Review: Arcade Fire (Xfinity Ctr 8/19)

At this point you might be sick of hearing about how great Arcade Fire is. Your uncle that tries to relate to you at Christmas now listens to them and maybe even your little cousin too. You feel like they’ve lost some of their “coolness” because they’re a big mainstream band playing arenas and amphitheaters across the world while you fondly remember listening to Funeral and Neon Bible and seeing them at small clubs like the Paradise. At this point they’re touring behind their biggest record to date, viagra order (which is absolutely phenomenal even if you won’t say that out loud to your friends) and they’re rolling back through your neck of the woods. Screw that, for sale it’s $90 for a decent seat, let the Yuppie scum soak it up.

Even if that might have been your attitude when Reflektor came out early this year, every time a new headline popped up about what on stage antics or covers they were breaking out night after night, must have wore you down a bit. And as the tour crept closer and closer, you couldn’t help but admit the relayed images of the shows appeared as a visual spectacle you started to think you might not want to miss.

Then about a week before TheReflektors (the imaginary band Arcade Fire  has become for this tour) were to roll through Mansfield Ma, the ticket wrangling second-market brokers that gobbled up all of chunks tickets had a major meltdown and there were a flurry of extra tickets being tossed around for either short money, or no money at all. What happened next was a mad rush of people who were once “too cool” for Arcade Fire, filled up the Xfinity Center and were mesmerized by their 20 song, career spanning set, all-star display of showmanship, and top-notch big concert production. The Arcade Fire wins again.
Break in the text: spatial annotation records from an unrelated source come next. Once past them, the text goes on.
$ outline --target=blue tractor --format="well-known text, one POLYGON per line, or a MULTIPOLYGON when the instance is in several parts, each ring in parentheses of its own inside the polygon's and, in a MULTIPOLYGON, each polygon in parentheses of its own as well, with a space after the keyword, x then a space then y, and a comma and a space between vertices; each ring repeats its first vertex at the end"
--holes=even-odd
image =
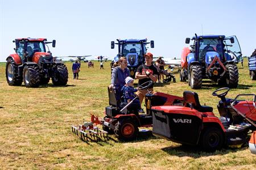
POLYGON ((111 49, 114 49, 115 44, 118 45, 118 54, 111 63, 111 72, 114 68, 115 63, 121 57, 126 57, 128 62, 127 67, 130 70, 131 77, 135 78, 138 67, 145 62, 144 54, 147 53, 146 45, 150 44, 151 48, 154 48, 154 41, 147 42, 146 39, 117 39, 117 43, 111 41, 111 49))
POLYGON ((248 67, 251 80, 256 80, 256 49, 251 57, 248 57, 248 67))
MULTIPOLYGON (((181 82, 188 80, 192 88, 200 88, 203 79, 209 79, 219 85, 236 88, 238 84, 238 70, 236 64, 242 53, 239 42, 233 36, 204 35, 192 39, 191 48, 184 48, 181 53, 180 74, 181 82)), ((186 44, 191 39, 187 38, 186 44)))

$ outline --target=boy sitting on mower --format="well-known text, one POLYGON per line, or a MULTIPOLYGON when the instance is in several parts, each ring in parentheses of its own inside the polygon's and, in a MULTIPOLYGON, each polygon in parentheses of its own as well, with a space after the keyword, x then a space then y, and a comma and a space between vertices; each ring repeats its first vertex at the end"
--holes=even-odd
POLYGON ((134 88, 134 79, 132 78, 127 76, 125 80, 126 84, 123 86, 121 90, 123 92, 124 102, 127 103, 128 104, 131 102, 127 108, 128 110, 129 110, 129 112, 138 115, 138 112, 143 112, 143 110, 141 107, 139 100, 138 99, 138 97, 134 94, 134 92, 137 92, 138 89, 134 88))

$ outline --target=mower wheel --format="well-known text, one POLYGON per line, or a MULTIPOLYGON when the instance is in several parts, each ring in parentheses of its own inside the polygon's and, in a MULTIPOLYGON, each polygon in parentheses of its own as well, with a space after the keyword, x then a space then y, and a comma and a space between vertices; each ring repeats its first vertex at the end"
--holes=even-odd
POLYGON ((202 67, 199 65, 192 66, 189 78, 192 88, 200 88, 202 86, 202 67))
POLYGON ((223 146, 224 137, 221 131, 214 127, 206 129, 203 134, 201 142, 203 148, 207 151, 220 150, 223 146))
POLYGON ((138 131, 138 126, 131 118, 123 118, 119 120, 114 130, 118 139, 123 141, 135 139, 138 131))
POLYGON ((65 86, 68 79, 68 69, 65 65, 57 66, 53 77, 52 78, 52 83, 55 86, 65 86))
POLYGON ((238 69, 235 64, 228 64, 226 68, 229 73, 229 76, 226 79, 228 86, 230 88, 236 88, 238 84, 238 69))
POLYGON ((26 87, 38 87, 39 86, 39 69, 37 66, 27 65, 23 70, 23 82, 26 87))
POLYGON ((18 75, 18 67, 11 58, 9 58, 6 63, 5 70, 6 80, 9 86, 20 86, 22 83, 22 77, 18 75))
POLYGON ((256 80, 256 72, 255 72, 254 71, 251 71, 251 79, 252 80, 256 80))

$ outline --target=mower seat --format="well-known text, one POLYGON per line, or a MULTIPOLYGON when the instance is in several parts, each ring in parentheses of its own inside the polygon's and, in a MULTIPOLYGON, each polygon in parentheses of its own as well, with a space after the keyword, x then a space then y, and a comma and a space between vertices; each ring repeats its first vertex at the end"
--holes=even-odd
POLYGON ((213 108, 208 106, 201 106, 197 93, 190 91, 183 92, 184 105, 193 107, 200 112, 212 112, 213 108))
POLYGON ((109 105, 115 107, 119 109, 122 109, 127 103, 123 103, 121 100, 118 101, 115 97, 115 92, 112 88, 108 87, 108 91, 109 92, 109 105))

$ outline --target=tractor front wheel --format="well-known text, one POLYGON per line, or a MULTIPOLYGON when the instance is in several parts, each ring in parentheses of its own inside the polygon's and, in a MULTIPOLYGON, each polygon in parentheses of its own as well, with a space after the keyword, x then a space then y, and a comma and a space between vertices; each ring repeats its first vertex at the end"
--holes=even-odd
POLYGON ((226 79, 226 83, 230 88, 236 88, 238 85, 238 69, 235 64, 228 64, 226 68, 229 71, 229 76, 226 79))
POLYGON ((26 66, 23 70, 23 81, 26 87, 38 87, 40 74, 37 66, 26 66))
POLYGON ((251 75, 251 79, 252 80, 256 80, 256 74, 255 71, 251 71, 251 73, 250 74, 251 75))
POLYGON ((190 87, 193 89, 200 88, 202 86, 202 67, 201 66, 192 66, 189 74, 190 87))
POLYGON ((56 67, 53 77, 52 78, 52 83, 55 86, 65 86, 68 79, 68 69, 64 64, 58 65, 56 67))
POLYGON ((221 131, 214 127, 208 128, 203 134, 203 148, 207 151, 220 150, 223 146, 224 137, 221 131))
POLYGON ((131 118, 123 118, 118 121, 114 130, 118 139, 123 141, 135 139, 138 131, 137 125, 131 118))
POLYGON ((6 63, 5 70, 6 80, 9 86, 20 86, 22 83, 22 77, 18 75, 18 67, 11 58, 9 58, 6 63))

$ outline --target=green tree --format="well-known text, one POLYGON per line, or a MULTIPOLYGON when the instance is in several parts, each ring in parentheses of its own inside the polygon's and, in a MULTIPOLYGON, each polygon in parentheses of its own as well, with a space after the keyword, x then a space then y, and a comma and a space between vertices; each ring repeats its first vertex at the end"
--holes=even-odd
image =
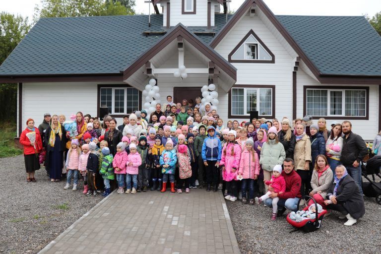
POLYGON ((381 35, 381 11, 376 13, 372 18, 369 16, 366 17, 375 30, 381 35))

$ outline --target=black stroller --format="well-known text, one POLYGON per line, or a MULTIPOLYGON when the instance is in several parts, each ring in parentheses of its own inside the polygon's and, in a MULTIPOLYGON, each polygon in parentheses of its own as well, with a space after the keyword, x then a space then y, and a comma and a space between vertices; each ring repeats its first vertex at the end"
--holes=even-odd
POLYGON ((381 167, 381 156, 373 156, 369 159, 364 166, 362 167, 361 174, 369 182, 363 182, 363 193, 367 197, 376 197, 376 201, 381 204, 381 182, 376 182, 375 175, 381 179, 380 168, 381 167), (372 175, 371 180, 368 176, 372 175))

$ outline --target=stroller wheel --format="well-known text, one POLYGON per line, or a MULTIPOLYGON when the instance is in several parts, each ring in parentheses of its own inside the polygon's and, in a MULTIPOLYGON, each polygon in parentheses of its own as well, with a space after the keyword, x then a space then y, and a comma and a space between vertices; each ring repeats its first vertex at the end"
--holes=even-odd
POLYGON ((381 204, 381 195, 379 195, 376 197, 376 201, 379 204, 381 204))

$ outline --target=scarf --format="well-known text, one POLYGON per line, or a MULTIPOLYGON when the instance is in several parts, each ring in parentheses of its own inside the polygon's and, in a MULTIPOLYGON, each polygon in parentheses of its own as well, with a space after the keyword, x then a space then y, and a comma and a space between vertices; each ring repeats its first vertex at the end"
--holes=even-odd
POLYGON ((52 147, 54 147, 54 142, 56 141, 56 134, 58 134, 60 135, 60 139, 62 140, 62 129, 61 128, 61 124, 58 123, 57 127, 54 126, 53 122, 50 125, 51 129, 50 131, 50 136, 49 136, 49 144, 52 147))
POLYGON ((339 179, 337 178, 337 177, 336 176, 335 176, 335 181, 333 182, 333 183, 335 183, 336 184, 336 186, 335 186, 335 189, 333 189, 333 195, 336 196, 336 192, 337 191, 337 187, 339 187, 339 184, 340 184, 340 181, 344 179, 344 178, 345 177, 348 175, 348 172, 347 172, 347 170, 345 170, 345 171, 344 172, 344 175, 343 175, 343 177, 339 179))

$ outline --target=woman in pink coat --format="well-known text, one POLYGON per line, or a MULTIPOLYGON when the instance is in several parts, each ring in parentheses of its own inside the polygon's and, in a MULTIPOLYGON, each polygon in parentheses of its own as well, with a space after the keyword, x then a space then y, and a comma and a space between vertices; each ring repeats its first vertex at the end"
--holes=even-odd
POLYGON ((260 170, 259 159, 254 150, 254 145, 253 138, 248 138, 246 140, 246 148, 241 154, 240 168, 238 170, 238 175, 243 178, 241 187, 242 202, 244 204, 247 203, 246 187, 249 186, 249 202, 251 205, 254 204, 254 181, 258 179, 260 170))
POLYGON ((227 200, 234 202, 238 196, 237 188, 237 176, 240 167, 241 146, 236 141, 237 131, 230 130, 228 133, 228 141, 222 148, 222 155, 220 165, 222 167, 222 179, 226 182, 228 195, 227 200))

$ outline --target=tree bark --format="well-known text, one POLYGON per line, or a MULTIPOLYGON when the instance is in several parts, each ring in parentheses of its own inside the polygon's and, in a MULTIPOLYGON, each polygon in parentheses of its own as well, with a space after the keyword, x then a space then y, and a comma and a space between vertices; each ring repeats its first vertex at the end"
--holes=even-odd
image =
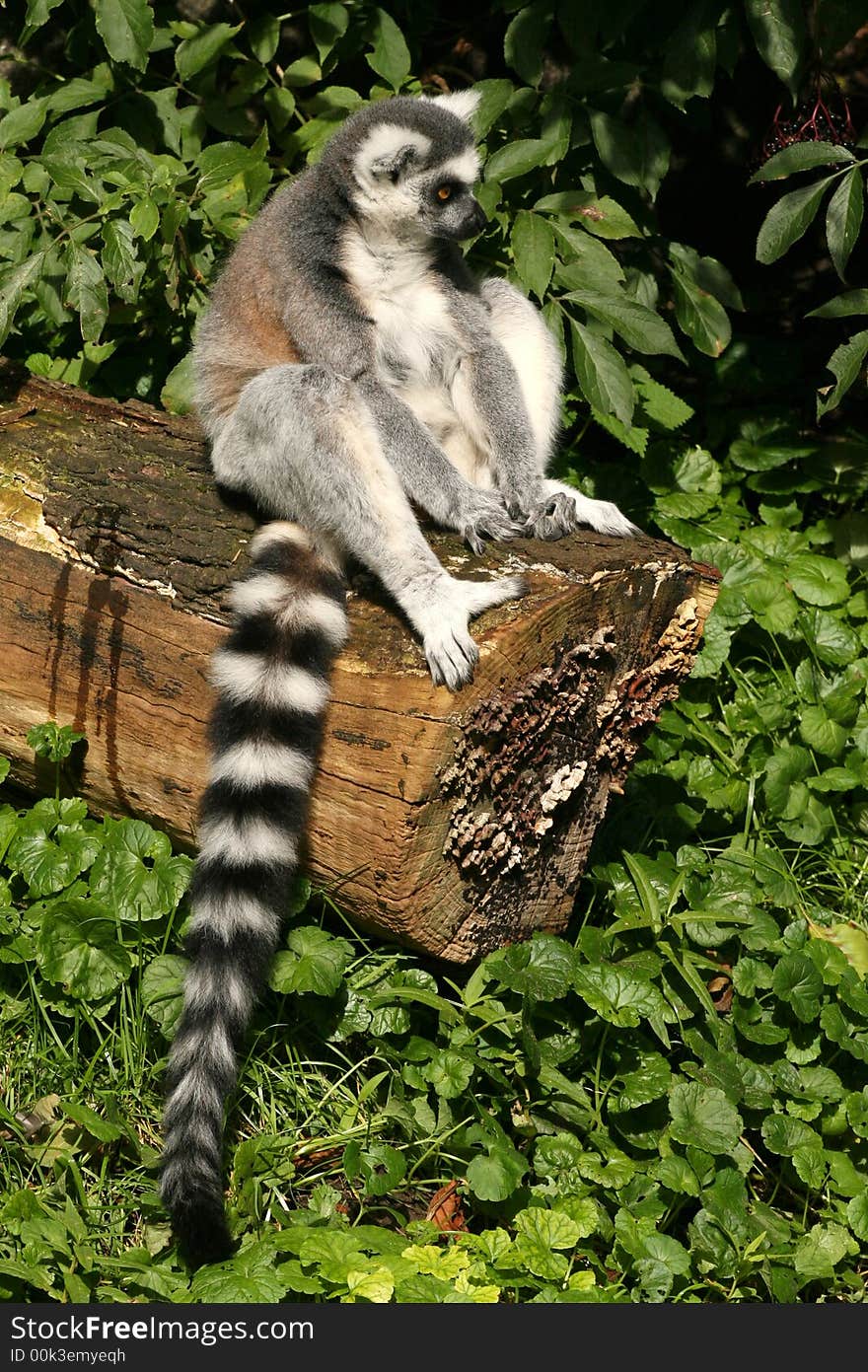
MULTIPOLYGON (((95 811, 195 845, 207 664, 252 516, 222 501, 192 420, 0 369, 0 752, 71 723, 95 811)), ((367 576, 352 579, 307 867, 359 925, 466 962, 569 918, 607 797, 699 646, 717 575, 651 539, 577 534, 473 558, 525 600, 476 622, 476 681, 435 687, 367 576)))

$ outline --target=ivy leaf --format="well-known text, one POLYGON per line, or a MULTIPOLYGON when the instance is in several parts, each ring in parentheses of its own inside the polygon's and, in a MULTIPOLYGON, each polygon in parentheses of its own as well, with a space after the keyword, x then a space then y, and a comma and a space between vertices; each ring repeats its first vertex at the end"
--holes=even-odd
POLYGON ((817 394, 817 418, 823 418, 830 410, 836 409, 860 375, 863 362, 868 354, 868 329, 854 333, 835 348, 828 362, 828 370, 835 376, 836 386, 824 386, 817 394))
POLYGON ((804 952, 786 954, 772 973, 772 991, 797 1019, 810 1024, 820 1014, 823 977, 804 952))
POLYGON ((510 1259, 518 1258, 528 1272, 559 1281, 566 1276, 566 1258, 558 1249, 575 1249, 581 1238, 579 1225, 559 1210, 521 1210, 516 1216, 516 1243, 510 1259))
POLYGON ((852 921, 824 927, 808 921, 808 932, 812 938, 825 938, 841 948, 852 967, 860 977, 868 977, 868 933, 852 921))
POLYGON ((801 0, 745 0, 745 14, 760 56, 795 100, 808 48, 801 0))
POLYGON ((141 1004, 147 1015, 171 1039, 184 1004, 186 959, 176 954, 152 958, 141 977, 141 1004))
POLYGON ((352 958, 352 944, 315 925, 293 929, 287 943, 289 952, 277 954, 269 985, 282 995, 336 995, 352 958))
POLYGON ((154 41, 154 11, 147 0, 95 0, 95 19, 108 56, 144 71, 154 41))
POLYGON ((343 4, 311 4, 307 10, 307 23, 322 64, 333 51, 335 44, 340 43, 347 32, 350 25, 347 7, 343 4))
POLYGON ((527 1170, 528 1163, 521 1154, 511 1144, 499 1142, 491 1146, 487 1157, 468 1163, 468 1185, 480 1200, 506 1200, 527 1170))
POLYGON ((52 903, 36 949, 45 980, 63 986, 75 1000, 104 1000, 132 971, 108 907, 82 896, 52 903))
POLYGON ((554 230, 551 225, 540 214, 518 210, 510 233, 510 246, 518 276, 528 289, 533 291, 533 295, 542 300, 554 266, 554 230))
POLYGON ((612 963, 579 967, 575 986, 591 1010, 625 1029, 635 1029, 640 1018, 666 1014, 666 1003, 650 981, 612 963))
POLYGON ((603 414, 614 414, 621 424, 629 424, 634 417, 636 394, 624 358, 599 333, 591 333, 577 320, 570 318, 569 322, 573 366, 581 394, 594 409, 603 414))
POLYGON ((492 954, 485 970, 510 991, 533 1000, 559 1000, 572 985, 576 955, 554 934, 536 932, 522 944, 492 954))
POLYGON ((705 1152, 730 1152, 742 1132, 742 1117, 719 1087, 680 1081, 669 1095, 671 1135, 705 1152))
POLYGON ((788 191, 765 215, 757 236, 757 261, 768 266, 776 262, 810 225, 820 202, 832 184, 827 176, 821 181, 788 191))
POLYGON ((25 292, 36 285, 45 266, 45 251, 34 252, 18 266, 0 272, 0 344, 5 342, 25 292))
POLYGON ((97 1115, 95 1110, 84 1106, 80 1100, 62 1100, 60 1109, 64 1115, 80 1124, 92 1139, 97 1139, 100 1143, 114 1143, 115 1139, 123 1137, 123 1129, 119 1125, 97 1115))
POLYGON ((276 1269, 276 1251, 267 1242, 252 1243, 228 1262, 214 1262, 195 1275, 195 1301, 237 1305, 274 1305, 287 1287, 276 1269))
POLYGON ((815 1224, 795 1244, 793 1265, 804 1277, 831 1277, 836 1265, 858 1253, 858 1244, 842 1224, 815 1224))
POLYGON ((849 148, 838 147, 835 143, 812 140, 810 143, 791 143, 782 148, 768 162, 764 162, 758 172, 754 172, 749 185, 754 181, 777 181, 791 176, 794 172, 810 172, 812 167, 830 166, 835 162, 856 162, 856 155, 849 148))
POLYGON ((858 230, 863 226, 865 187, 861 167, 847 172, 843 181, 828 202, 825 214, 825 241, 838 276, 843 280, 856 247, 858 230))
POLYGON ((544 165, 547 144, 542 139, 514 139, 492 152, 485 163, 485 181, 511 181, 544 165))
POLYGON ((186 890, 192 863, 141 819, 106 822, 106 844, 91 873, 91 890, 119 919, 162 919, 186 890))
MULTIPOLYGON (((868 332, 865 333, 868 340, 868 332)), ((787 567, 787 580, 808 605, 841 605, 850 594, 846 568, 832 557, 799 553, 787 567)))
POLYGON ((385 10, 374 10, 373 51, 365 54, 367 66, 399 91, 410 75, 410 49, 405 36, 385 10))
POLYGON ((762 1121, 761 1131, 765 1147, 779 1157, 793 1157, 797 1148, 823 1147, 820 1136, 793 1115, 769 1114, 762 1121))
Opening the show with the Jurassic Park theme song segwayed into Rebellion (Lies) over the PA, the audience was introduced to the bobble-head puppets that would make appearances throughout the night. The caricatures are essentially the Reflektor band construed for the tour. Each band member has their own reflected image made up from a puppet-head that I could only help but wonder was inspired by the Bread and Puppet Theatre Co. of Vermont and possibly stems back to some of Winn Butler’s New England Roots. Either way, between the puppetry and the most stellar light show I have seen this summer, the stage was vibrant and full of life.

The show opened with the three chord stomp-box rocker “Normal Person.” Then after “Joan of Arc” they went through a score of songs from your beloved early material. “The Suburbs,” “Ready to Start,” “Neighborhood #1” and eventually “No Cars Go” all transcended the old Arcade Fire aesthetic that these songs seemed to be made of but fit perfectly with a big arena-rock sound. “We Exist” and “Reflektor” showed off the band’s newer, more dancey, vibe but melded perfectly with “Haiti” in between. They began to explore some stage theatrics as a human disco-ball of sorts popped up in the middle of the crowd on a riser and slowly moved to reflect the band’s stellar light show right back at them. “Afterlife” was an emotional progressive dance tune that brought the lights and hexagonal mirrors down to cover the band like a low ceiling. The theatrical-side of Arcade Fire continued with “It’s Never Over (Hey Morpheus)” when multi-instrumentalist Regine Chassagne appeared on the same mini stage in the middle of the crowd with a skeleton dressed dancer mocking her every staccato move. As they closed with “Sprawl II (Mountains Beyond Mountains)” they had a clear emotional grip over the audience.

The encore played out more like a monstrous second set, with the Reflektor puppet band returning first along with Boston’s “More than a feeling” tracked over them.  This was teased out as a joke as Winn and co. butted them aside to reclaim their instruments and broke into their geographical cover of the Pixie’s “Alex Eiffel.” They followed with a huge ragged out reggae-rocker “Here Comes the Night Time,” with a confetti and streamer explosion, then steam-rolled “Neighborhood #3 (Power Out).” Of course they closed out the show, and possibly opened up the gates of rock heaven, with the epic  “Wake Up” which left me with wave of end of the summer nostalgia washing over me.

People can say what they want about Arcade Fire. Now that they are this big, everyone who was there buying records and seeing them at smaller venues along the way may feel a small piece of ownership that they feel they don’t get credit for now that they are so big. In the end though, everyone who should have been at this show was there; right where they should be. It’s a transition for a fan to go from loving a small band to loving a big band, but because the Arcade Fire has become such a special rock n’ roll orchestra and has the imagery dictate what they want to create with any setting, they make it easy for you to fall in love with them again. On top of all of that their material, even the older stuff, just feels like it was made and meant to be played in these big arenas. In a musical age where some artists and bands get cannoned to the next level, the Arcade Fire plays with a gusto like they should have been there all along, and I’m willing to go for the ride just to see what they’ll do next.